The suggested ready getter is really reporting that an asynchronous listen operation (via the onListen callback) has completed, and it would be more consistent (with cancel) if the listen call just returned the future directly - for pause and resume that would just work, but listen already returns a value, so it would change to FutureOr<StreamSubscription>, which would be massively disruptive to current users.

Doing that would mean that state transitions would take time. There would be states "unstarted", "starting", "active", "pausing", "paused", "resuming", "cancelling" and "cancelled". There would need to be rules for what happens if you call pause while "starting" or while "resuming". Would events get emitted during "pausing"? During "cancelling"? It would really complicate the stream model.

It's not really a surprising development that someone wants a function parameter (here the onListen) to be able to be asynchronous.
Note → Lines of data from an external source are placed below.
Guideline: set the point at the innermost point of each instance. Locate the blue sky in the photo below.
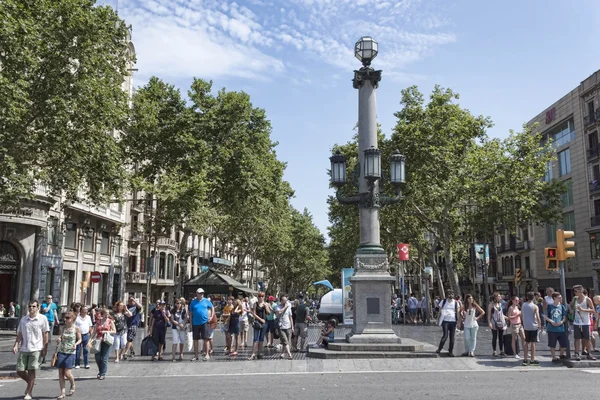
(508, 60)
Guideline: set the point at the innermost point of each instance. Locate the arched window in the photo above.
(170, 262)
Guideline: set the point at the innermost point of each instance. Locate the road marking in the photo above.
(220, 375)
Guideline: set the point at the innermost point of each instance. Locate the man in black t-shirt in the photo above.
(300, 327)
(133, 321)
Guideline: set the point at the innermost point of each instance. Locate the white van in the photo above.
(331, 307)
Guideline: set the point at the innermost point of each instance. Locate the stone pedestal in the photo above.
(371, 288)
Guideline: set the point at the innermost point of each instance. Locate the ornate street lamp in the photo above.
(371, 283)
(366, 50)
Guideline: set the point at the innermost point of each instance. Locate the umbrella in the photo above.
(324, 283)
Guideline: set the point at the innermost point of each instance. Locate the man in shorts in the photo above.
(31, 344)
(133, 321)
(301, 327)
(530, 314)
(201, 311)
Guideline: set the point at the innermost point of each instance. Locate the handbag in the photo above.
(258, 325)
(108, 339)
(95, 346)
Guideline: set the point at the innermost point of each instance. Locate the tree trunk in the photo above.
(452, 277)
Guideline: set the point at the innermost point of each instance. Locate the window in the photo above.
(569, 221)
(567, 197)
(550, 233)
(595, 246)
(143, 261)
(104, 243)
(548, 176)
(564, 162)
(162, 265)
(88, 242)
(71, 237)
(170, 262)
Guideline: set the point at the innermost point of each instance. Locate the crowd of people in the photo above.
(526, 320)
(100, 330)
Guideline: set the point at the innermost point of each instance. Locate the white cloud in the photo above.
(252, 38)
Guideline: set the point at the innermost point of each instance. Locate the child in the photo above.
(327, 335)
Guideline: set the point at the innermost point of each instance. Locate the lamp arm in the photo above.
(354, 199)
(385, 200)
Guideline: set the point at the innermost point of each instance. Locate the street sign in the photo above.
(95, 277)
(403, 249)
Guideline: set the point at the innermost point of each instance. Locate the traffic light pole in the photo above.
(563, 290)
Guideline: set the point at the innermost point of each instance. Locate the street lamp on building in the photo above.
(371, 281)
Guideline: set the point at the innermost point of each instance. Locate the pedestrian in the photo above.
(244, 323)
(260, 312)
(159, 318)
(31, 344)
(286, 327)
(531, 324)
(179, 331)
(448, 319)
(233, 328)
(582, 307)
(84, 323)
(67, 342)
(48, 309)
(101, 331)
(470, 314)
(516, 325)
(556, 315)
(300, 326)
(11, 310)
(496, 323)
(201, 311)
(133, 322)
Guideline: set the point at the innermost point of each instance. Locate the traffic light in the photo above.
(551, 258)
(562, 245)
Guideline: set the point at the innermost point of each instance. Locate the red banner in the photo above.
(403, 251)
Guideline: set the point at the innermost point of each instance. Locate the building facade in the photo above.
(572, 123)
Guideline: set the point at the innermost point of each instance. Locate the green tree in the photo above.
(63, 63)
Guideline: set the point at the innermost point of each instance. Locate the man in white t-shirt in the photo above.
(448, 318)
(286, 326)
(31, 344)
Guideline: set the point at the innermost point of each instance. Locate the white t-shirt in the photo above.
(32, 330)
(285, 318)
(84, 324)
(448, 311)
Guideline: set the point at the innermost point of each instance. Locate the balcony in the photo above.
(135, 277)
(593, 153)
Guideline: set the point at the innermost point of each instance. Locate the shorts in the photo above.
(120, 340)
(285, 336)
(516, 329)
(200, 332)
(560, 337)
(131, 333)
(581, 332)
(234, 328)
(301, 330)
(244, 325)
(28, 360)
(179, 337)
(64, 360)
(531, 336)
(159, 335)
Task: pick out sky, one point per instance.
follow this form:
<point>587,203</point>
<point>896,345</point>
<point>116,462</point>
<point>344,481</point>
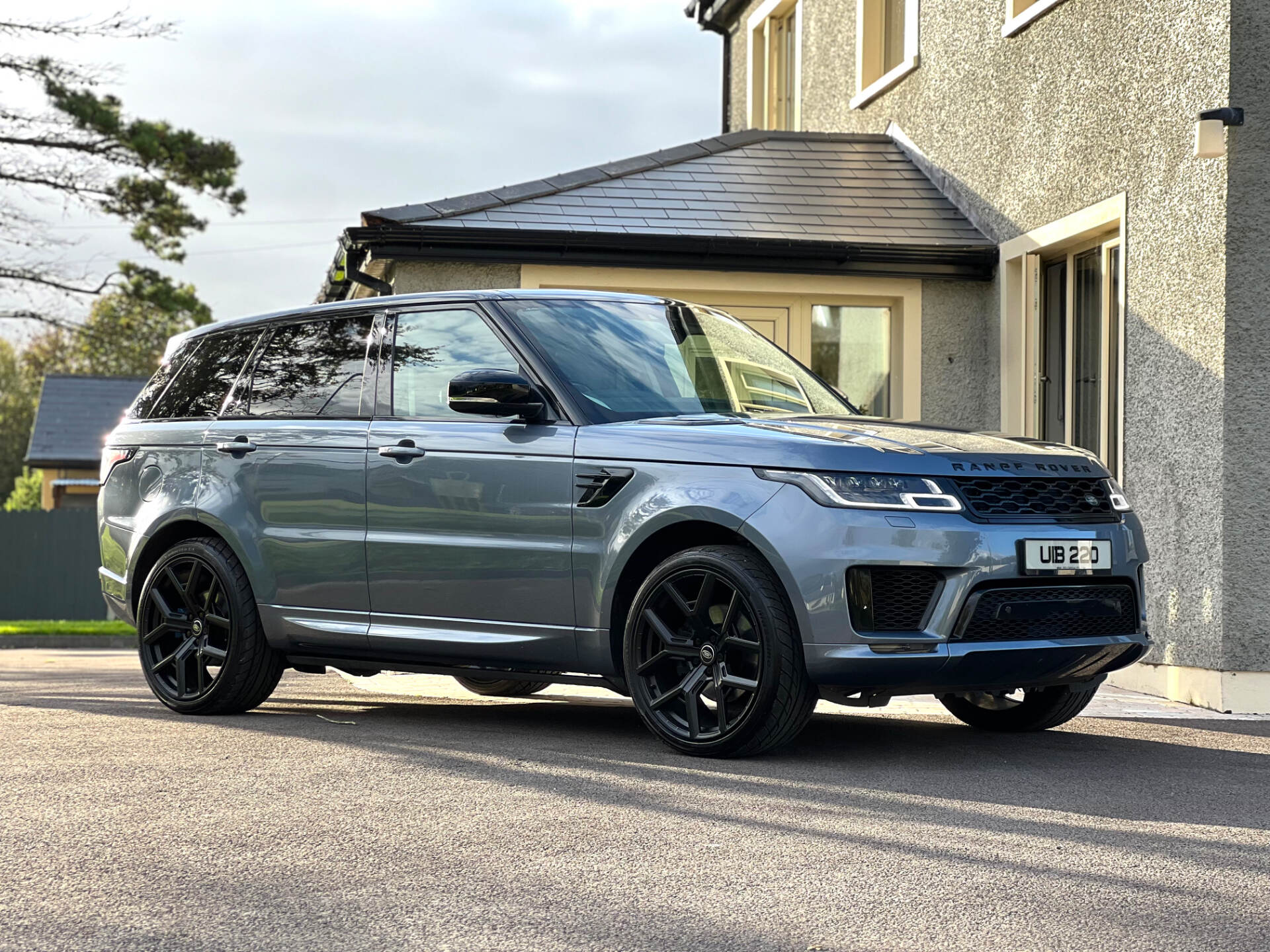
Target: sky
<point>338,108</point>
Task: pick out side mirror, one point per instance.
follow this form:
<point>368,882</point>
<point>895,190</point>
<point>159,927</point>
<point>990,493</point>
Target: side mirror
<point>495,394</point>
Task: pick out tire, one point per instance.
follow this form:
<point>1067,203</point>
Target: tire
<point>1040,709</point>
<point>200,637</point>
<point>493,687</point>
<point>724,677</point>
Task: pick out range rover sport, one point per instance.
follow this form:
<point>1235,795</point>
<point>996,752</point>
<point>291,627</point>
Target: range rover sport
<point>535,487</point>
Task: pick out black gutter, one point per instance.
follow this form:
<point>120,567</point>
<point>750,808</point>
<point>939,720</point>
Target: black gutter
<point>683,252</point>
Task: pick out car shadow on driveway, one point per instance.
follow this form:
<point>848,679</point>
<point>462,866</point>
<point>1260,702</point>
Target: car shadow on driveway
<point>1187,771</point>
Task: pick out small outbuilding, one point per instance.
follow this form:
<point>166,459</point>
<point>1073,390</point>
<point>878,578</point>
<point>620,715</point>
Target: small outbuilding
<point>74,416</point>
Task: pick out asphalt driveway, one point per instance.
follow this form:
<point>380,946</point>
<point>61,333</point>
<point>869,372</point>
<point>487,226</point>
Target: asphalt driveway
<point>452,823</point>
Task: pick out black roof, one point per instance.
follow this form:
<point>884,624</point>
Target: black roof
<point>333,309</point>
<point>757,200</point>
<point>846,187</point>
<point>74,416</point>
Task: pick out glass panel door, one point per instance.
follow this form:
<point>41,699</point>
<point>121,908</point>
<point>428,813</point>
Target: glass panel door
<point>851,350</point>
<point>1053,353</point>
<point>1113,444</point>
<point>1087,350</point>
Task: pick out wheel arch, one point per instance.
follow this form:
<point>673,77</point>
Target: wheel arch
<point>652,551</point>
<point>164,539</point>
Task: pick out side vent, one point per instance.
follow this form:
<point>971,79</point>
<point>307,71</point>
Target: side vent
<point>600,485</point>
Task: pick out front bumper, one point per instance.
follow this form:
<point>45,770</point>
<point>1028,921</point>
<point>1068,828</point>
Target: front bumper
<point>986,666</point>
<point>812,547</point>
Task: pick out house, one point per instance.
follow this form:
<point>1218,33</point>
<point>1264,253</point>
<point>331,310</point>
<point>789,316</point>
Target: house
<point>1034,216</point>
<point>74,416</point>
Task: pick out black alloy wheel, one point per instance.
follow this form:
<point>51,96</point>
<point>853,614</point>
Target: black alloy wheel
<point>713,659</point>
<point>189,623</point>
<point>201,644</point>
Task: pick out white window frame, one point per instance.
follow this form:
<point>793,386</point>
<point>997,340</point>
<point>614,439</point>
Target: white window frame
<point>755,26</point>
<point>1015,22</point>
<point>798,292</point>
<point>1097,226</point>
<point>865,9</point>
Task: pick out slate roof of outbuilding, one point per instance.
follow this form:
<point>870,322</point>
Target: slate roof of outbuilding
<point>75,415</point>
<point>756,184</point>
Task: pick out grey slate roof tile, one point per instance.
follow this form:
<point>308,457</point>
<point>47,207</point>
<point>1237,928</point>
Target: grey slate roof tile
<point>837,187</point>
<point>75,415</point>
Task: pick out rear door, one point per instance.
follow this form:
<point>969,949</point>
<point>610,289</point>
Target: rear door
<point>285,471</point>
<point>469,518</point>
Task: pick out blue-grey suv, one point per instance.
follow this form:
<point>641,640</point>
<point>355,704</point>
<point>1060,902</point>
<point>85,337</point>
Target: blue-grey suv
<point>525,488</point>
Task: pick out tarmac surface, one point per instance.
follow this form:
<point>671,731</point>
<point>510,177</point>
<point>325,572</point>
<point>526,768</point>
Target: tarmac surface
<point>400,813</point>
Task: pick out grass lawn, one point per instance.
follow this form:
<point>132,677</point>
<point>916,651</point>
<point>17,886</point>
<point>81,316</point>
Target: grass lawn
<point>48,627</point>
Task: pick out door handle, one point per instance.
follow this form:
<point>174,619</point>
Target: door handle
<point>239,444</point>
<point>403,452</point>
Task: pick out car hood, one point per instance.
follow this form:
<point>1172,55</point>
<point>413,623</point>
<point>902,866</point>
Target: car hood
<point>841,444</point>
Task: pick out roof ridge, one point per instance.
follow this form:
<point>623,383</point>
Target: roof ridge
<point>609,172</point>
<point>92,376</point>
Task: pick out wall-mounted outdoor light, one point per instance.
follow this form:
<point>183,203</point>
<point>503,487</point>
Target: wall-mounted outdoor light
<point>1210,131</point>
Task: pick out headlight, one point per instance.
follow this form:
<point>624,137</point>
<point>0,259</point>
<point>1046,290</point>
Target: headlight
<point>868,491</point>
<point>1119,500</point>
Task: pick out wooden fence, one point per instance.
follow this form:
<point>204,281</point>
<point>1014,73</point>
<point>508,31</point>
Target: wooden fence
<point>48,565</point>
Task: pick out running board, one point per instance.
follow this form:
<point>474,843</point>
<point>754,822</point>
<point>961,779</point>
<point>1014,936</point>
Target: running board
<point>360,666</point>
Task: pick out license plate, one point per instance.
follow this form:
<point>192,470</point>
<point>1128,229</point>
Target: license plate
<point>1064,555</point>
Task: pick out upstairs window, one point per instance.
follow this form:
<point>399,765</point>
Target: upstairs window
<point>775,65</point>
<point>1020,13</point>
<point>886,46</point>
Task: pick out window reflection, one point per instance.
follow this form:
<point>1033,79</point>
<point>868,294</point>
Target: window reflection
<point>851,350</point>
<point>312,370</point>
<point>433,347</point>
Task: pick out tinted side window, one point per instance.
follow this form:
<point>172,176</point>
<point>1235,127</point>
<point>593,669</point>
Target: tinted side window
<point>202,383</point>
<point>143,407</point>
<point>431,348</point>
<point>313,370</point>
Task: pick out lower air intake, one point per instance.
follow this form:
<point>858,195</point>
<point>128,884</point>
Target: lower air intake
<point>889,598</point>
<point>1049,612</point>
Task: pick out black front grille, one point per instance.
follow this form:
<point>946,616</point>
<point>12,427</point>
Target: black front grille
<point>1015,499</point>
<point>890,598</point>
<point>1048,612</point>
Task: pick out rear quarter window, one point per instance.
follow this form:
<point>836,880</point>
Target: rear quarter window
<point>201,385</point>
<point>316,368</point>
<point>143,408</point>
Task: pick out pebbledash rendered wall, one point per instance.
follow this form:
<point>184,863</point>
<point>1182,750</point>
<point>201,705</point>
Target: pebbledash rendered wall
<point>1089,102</point>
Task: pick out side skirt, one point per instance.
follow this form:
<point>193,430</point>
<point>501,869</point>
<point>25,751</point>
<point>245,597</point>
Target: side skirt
<point>314,664</point>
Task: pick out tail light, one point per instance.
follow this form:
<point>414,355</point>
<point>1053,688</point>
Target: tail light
<point>112,457</point>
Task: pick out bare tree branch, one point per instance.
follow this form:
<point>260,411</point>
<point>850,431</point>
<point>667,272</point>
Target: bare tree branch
<point>34,277</point>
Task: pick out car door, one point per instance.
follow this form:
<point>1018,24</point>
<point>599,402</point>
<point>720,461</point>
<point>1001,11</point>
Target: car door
<point>285,471</point>
<point>469,518</point>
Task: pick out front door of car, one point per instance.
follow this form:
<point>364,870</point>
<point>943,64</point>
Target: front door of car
<point>469,518</point>
<point>285,473</point>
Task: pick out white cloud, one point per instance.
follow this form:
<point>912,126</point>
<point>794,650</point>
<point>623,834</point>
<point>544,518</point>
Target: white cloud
<point>338,108</point>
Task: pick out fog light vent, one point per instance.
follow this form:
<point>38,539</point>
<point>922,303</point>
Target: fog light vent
<point>890,598</point>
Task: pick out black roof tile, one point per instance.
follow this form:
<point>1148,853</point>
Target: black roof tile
<point>840,187</point>
<point>74,416</point>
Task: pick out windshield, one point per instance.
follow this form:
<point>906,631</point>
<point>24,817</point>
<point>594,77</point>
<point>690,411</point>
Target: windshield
<point>629,361</point>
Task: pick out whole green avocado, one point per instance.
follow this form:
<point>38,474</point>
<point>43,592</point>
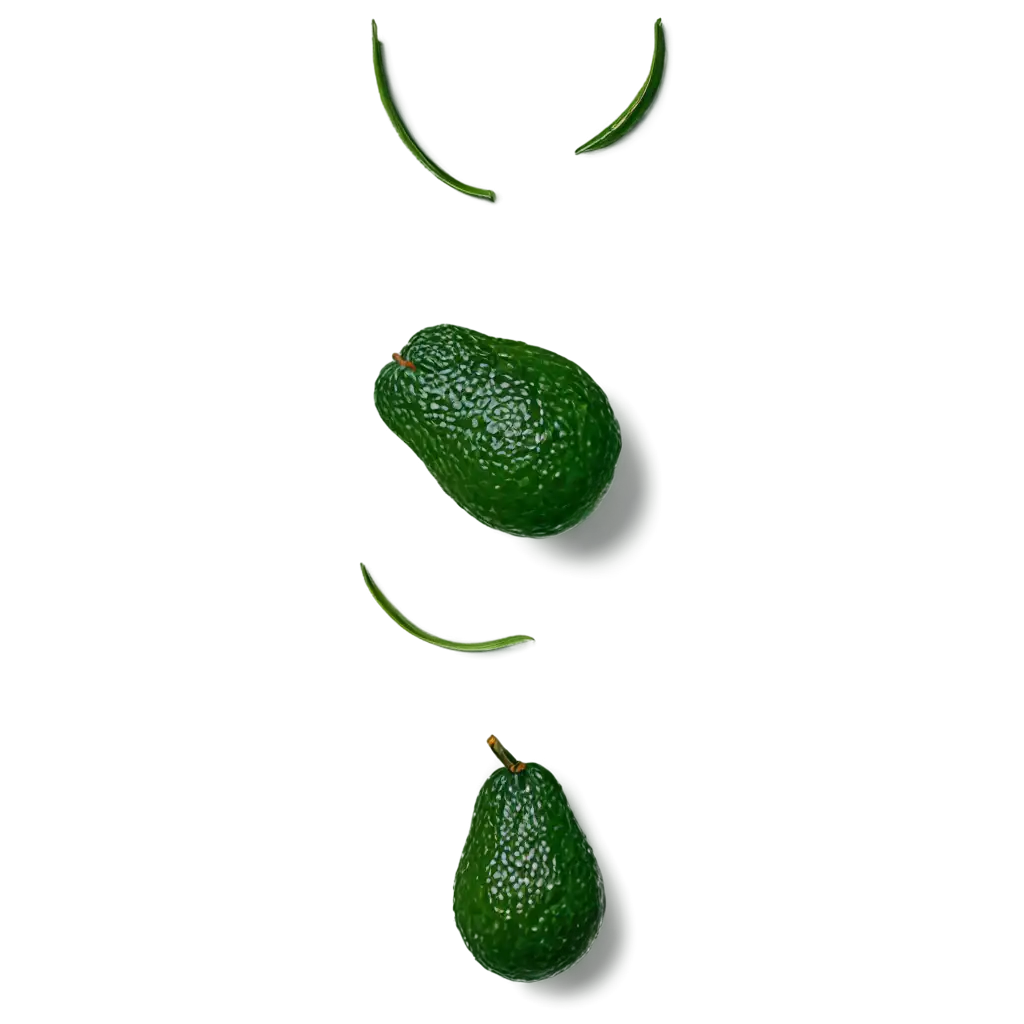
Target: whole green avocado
<point>519,438</point>
<point>527,898</point>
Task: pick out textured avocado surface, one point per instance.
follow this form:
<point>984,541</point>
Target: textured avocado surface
<point>527,898</point>
<point>517,437</point>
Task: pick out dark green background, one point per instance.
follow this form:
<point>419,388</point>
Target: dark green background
<point>224,786</point>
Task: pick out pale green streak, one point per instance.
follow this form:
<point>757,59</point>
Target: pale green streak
<point>386,107</point>
<point>385,606</point>
<point>636,105</point>
<point>717,622</point>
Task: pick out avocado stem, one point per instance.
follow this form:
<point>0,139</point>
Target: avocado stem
<point>496,748</point>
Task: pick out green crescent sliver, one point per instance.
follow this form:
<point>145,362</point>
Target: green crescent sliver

Asynchrony is contagious, and sooner or later, every function parameter will need to be asynchronous for someone. However, allowing it everywhere will make everything possible, and nothing easy, so it's not good for usability. We have to make sure it's needed often enough that it's worth the overhead that it introduces when it's not needed. The future returned by cancel is worth it, IMO, because it has no alternative, and because you can ignore it because it all happens in the "cancelled" state where no further state changes can happen anyway.

Now, for listen and resume, there is an obvious solution: Report their completion as a stream event. There is no need to introduce further futures in order to deliver an asynchronous event when you are already a stream. When the stream is listened to, its first event is an "I'm ready" event. When it's paused and then resumed, the first event after the resume is an "I'm ready" event. The only problem is the typing. If the report can be introduced into the event type of the stream, then it should be good. If not, then perhaps you can use null events as markers. If you really want a ready getter, you can wrap this stream in one that captures the "ready"-events and reflects them into a future.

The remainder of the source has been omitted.